Cette cité de la vie et de la mort est Nankin, ville dans laquelle eut lieu en 1937 un massacre d'une rare intensité. Nankin, alors capitale, fût le théâtre d'affrontements sanglants entre la république pas encore populaire de Chine et l'armée impériale du Japon Shōwa au début de la seconde guerre mondiale (oui, c'est très européo-centré que de la faire débuter en 39). On estime à plus de 200 000 le nombre de victimes et à 80 000 le nombre de femmes et d'enfants violés.Massacre de Nankin
Le film, quasiment muet dans sa première partie, débute sur les affrontements entre l'armée impériale et la maigre garnison laissée dans cette ville déjà abandonnée par les autorités chinoises.
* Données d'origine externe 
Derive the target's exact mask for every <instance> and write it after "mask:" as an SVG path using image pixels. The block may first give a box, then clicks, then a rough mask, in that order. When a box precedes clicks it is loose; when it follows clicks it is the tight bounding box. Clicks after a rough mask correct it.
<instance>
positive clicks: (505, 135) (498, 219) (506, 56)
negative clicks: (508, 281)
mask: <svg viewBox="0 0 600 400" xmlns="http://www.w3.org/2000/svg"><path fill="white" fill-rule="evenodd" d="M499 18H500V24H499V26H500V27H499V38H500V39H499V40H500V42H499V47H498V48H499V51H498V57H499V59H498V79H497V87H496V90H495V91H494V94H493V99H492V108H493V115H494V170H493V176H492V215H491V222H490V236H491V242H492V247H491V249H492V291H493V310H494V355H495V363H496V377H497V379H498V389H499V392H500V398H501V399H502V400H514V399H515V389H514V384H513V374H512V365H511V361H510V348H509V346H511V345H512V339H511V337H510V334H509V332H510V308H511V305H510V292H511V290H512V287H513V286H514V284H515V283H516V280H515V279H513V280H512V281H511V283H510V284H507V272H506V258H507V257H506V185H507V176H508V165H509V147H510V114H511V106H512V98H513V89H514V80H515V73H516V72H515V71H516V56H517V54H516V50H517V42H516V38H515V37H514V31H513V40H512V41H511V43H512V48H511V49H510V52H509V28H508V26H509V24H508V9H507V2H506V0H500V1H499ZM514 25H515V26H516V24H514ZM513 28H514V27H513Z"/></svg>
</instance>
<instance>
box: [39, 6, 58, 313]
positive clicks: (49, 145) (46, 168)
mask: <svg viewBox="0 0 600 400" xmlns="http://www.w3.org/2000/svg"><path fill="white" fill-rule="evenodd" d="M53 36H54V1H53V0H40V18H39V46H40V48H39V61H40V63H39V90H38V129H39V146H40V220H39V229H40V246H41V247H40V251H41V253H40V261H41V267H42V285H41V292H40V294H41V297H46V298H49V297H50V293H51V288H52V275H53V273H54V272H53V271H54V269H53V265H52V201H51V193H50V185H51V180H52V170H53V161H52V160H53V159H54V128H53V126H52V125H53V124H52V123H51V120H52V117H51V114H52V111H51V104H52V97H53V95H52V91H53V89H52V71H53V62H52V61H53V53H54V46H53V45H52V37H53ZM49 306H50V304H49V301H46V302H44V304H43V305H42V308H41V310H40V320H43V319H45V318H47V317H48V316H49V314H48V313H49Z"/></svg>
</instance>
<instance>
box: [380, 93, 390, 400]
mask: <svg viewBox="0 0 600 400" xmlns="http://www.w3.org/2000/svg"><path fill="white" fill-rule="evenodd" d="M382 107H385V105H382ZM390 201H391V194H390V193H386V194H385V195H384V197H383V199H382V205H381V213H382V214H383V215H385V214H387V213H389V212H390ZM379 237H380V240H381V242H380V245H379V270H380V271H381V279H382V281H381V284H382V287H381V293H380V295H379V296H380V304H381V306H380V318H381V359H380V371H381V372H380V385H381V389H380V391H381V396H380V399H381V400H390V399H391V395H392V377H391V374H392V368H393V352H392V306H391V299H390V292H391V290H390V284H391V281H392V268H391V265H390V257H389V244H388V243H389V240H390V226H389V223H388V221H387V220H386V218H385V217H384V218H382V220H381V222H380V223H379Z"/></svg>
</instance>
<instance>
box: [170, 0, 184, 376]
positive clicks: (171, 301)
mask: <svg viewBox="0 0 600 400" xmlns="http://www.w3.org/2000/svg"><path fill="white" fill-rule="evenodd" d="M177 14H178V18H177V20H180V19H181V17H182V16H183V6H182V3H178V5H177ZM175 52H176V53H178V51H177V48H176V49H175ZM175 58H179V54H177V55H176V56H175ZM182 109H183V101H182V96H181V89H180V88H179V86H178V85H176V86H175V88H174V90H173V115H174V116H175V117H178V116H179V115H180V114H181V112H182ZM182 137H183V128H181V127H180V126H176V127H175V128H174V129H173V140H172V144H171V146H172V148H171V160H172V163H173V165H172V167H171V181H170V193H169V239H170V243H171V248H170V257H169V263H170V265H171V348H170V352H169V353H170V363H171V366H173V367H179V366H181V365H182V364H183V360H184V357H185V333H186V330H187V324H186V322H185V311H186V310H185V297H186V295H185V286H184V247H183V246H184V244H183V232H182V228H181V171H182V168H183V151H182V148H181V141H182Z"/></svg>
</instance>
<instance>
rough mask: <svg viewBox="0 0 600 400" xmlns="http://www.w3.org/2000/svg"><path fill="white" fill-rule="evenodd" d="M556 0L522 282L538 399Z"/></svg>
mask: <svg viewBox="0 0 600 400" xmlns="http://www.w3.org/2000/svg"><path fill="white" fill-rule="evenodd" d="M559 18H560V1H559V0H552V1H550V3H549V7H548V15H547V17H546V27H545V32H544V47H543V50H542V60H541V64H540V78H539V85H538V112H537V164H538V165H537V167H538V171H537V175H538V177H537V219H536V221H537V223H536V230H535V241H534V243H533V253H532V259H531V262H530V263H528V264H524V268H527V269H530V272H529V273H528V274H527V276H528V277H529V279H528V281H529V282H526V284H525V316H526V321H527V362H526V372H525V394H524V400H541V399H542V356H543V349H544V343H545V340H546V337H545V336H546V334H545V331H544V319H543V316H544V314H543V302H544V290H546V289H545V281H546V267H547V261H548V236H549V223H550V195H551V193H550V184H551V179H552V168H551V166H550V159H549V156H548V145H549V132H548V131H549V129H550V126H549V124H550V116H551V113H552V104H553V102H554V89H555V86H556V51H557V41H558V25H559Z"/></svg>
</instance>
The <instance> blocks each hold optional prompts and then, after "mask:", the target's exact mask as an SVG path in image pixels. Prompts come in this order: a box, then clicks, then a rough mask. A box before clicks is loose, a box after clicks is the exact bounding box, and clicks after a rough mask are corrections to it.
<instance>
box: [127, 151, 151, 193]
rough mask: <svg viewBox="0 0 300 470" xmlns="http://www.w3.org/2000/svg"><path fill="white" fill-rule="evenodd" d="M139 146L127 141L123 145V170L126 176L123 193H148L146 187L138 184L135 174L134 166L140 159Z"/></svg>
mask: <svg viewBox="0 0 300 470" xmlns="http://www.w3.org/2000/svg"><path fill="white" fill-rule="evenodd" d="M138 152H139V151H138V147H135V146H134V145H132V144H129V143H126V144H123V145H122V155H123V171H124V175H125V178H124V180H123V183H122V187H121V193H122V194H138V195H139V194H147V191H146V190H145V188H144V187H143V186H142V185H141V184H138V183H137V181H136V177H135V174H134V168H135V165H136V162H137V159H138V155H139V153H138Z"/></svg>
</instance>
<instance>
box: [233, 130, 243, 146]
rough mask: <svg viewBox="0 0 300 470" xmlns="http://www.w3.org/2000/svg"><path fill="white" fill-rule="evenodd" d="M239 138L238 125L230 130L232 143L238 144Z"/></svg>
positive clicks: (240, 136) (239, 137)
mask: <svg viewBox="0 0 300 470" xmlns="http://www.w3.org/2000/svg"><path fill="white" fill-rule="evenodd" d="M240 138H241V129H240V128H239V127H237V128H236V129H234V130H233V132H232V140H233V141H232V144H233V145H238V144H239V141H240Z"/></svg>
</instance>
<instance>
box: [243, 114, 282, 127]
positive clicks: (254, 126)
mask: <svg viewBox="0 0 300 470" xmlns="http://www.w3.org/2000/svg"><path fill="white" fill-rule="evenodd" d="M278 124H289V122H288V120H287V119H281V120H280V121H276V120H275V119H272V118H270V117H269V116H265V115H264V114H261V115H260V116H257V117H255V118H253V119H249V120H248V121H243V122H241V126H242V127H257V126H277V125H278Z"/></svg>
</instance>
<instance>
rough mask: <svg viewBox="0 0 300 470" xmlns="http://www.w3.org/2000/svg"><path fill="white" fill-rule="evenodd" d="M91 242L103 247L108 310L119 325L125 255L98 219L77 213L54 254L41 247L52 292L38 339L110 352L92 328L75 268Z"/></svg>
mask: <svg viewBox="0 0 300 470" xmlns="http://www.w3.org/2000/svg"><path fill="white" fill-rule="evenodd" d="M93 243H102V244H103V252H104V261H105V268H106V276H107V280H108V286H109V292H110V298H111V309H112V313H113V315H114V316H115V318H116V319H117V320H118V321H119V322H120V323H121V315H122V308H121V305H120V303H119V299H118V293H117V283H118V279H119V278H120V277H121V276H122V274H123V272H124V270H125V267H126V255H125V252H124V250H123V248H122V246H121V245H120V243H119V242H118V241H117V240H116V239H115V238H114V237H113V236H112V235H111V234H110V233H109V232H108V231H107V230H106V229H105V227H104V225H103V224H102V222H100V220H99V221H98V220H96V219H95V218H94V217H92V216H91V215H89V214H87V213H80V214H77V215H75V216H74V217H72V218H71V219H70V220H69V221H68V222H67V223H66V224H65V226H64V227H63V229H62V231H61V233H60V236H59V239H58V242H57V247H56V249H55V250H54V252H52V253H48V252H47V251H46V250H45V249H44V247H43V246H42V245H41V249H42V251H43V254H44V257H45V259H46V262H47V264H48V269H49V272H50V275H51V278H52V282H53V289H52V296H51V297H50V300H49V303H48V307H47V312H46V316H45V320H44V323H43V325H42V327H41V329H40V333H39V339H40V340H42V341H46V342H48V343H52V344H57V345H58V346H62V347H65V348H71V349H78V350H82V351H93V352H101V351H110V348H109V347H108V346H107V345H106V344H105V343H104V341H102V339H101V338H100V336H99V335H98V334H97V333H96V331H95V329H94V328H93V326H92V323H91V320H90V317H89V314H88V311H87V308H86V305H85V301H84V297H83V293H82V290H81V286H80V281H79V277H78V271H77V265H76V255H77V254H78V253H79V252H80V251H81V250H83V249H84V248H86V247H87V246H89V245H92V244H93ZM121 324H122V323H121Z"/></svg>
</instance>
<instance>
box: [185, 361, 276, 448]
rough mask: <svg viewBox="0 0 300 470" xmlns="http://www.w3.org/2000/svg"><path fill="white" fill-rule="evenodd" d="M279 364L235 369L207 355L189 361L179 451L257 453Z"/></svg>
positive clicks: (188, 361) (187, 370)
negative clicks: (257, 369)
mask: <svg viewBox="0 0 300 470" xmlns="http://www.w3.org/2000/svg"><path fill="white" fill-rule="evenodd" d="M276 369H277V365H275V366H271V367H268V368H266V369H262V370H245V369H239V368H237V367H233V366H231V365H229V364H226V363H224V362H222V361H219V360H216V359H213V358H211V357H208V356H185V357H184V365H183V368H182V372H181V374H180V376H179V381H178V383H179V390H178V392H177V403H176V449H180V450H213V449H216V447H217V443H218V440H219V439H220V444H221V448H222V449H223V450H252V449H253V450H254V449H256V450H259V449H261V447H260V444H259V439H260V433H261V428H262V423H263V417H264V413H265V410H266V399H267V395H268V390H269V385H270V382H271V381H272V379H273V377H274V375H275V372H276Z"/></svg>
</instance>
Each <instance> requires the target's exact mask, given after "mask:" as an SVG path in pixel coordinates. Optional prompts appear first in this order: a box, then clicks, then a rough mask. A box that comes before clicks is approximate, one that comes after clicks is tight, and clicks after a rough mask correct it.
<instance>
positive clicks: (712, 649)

La violence nous est montré ici sans complaisance en laissant des corps anonymes se démener dans le bruit et à la fureur de la guerre moderne. Sublimée par un noir et blanc magnifique, la caméra évite les poses forcées et se tient éloignée des moments de bravoure pour conclure sur un océan de cadavre. Assurément l'une des images les plus fortes du long-métrage.
Dans sa deuxième partie et certainement la plus intéressante, les personnages acquièrent des noms et des voix. On va y découvrir le quotidien d'une ville assiégée et abandonnée au travers des tranches de vie de ses habitants. On y suit tour à tour, un entrepreneur allemand, unique personnage historique du film, son assistant chinois, une institutrice mais également un soldat japonais durement marqué par les horreurs dont il est témoin. Et c'est là la grande idée du film, en proposant ce personnage à l'humanité abîmée et pourtant appartenant au camp ennemi, Chuan Lu évite l'écueil habituel du japonais sadique et cruel habituellement représenté dans les fictions chinoises (pour se rassurer, il y a quand même une belle dose de salopards, hein). Mais ici point de bon sentiment, rien n'est épargné, humiliations, viols et assassinats s’enchaînent devant nous et nous laissent en témoins impuissants devant ce quotidien. Le femmes surtout sont traités comme de la viande pour soldats qu'elles soient japonaises "volontaires" ou chinoises asservies.
Bref alternant les (rares) lueurs d’espoir avec les tragédies les plus abominables, City of Life and Death, en restant près de ses personnages, évite tous les clichés auquel on n'aurait pu s'attendre et malgré une fin douce amère, laisse un vague-à-l'âme dont il est difficile de s'en remettre.
Assurément l'un des meilleurs films de guerre de ses dernières années.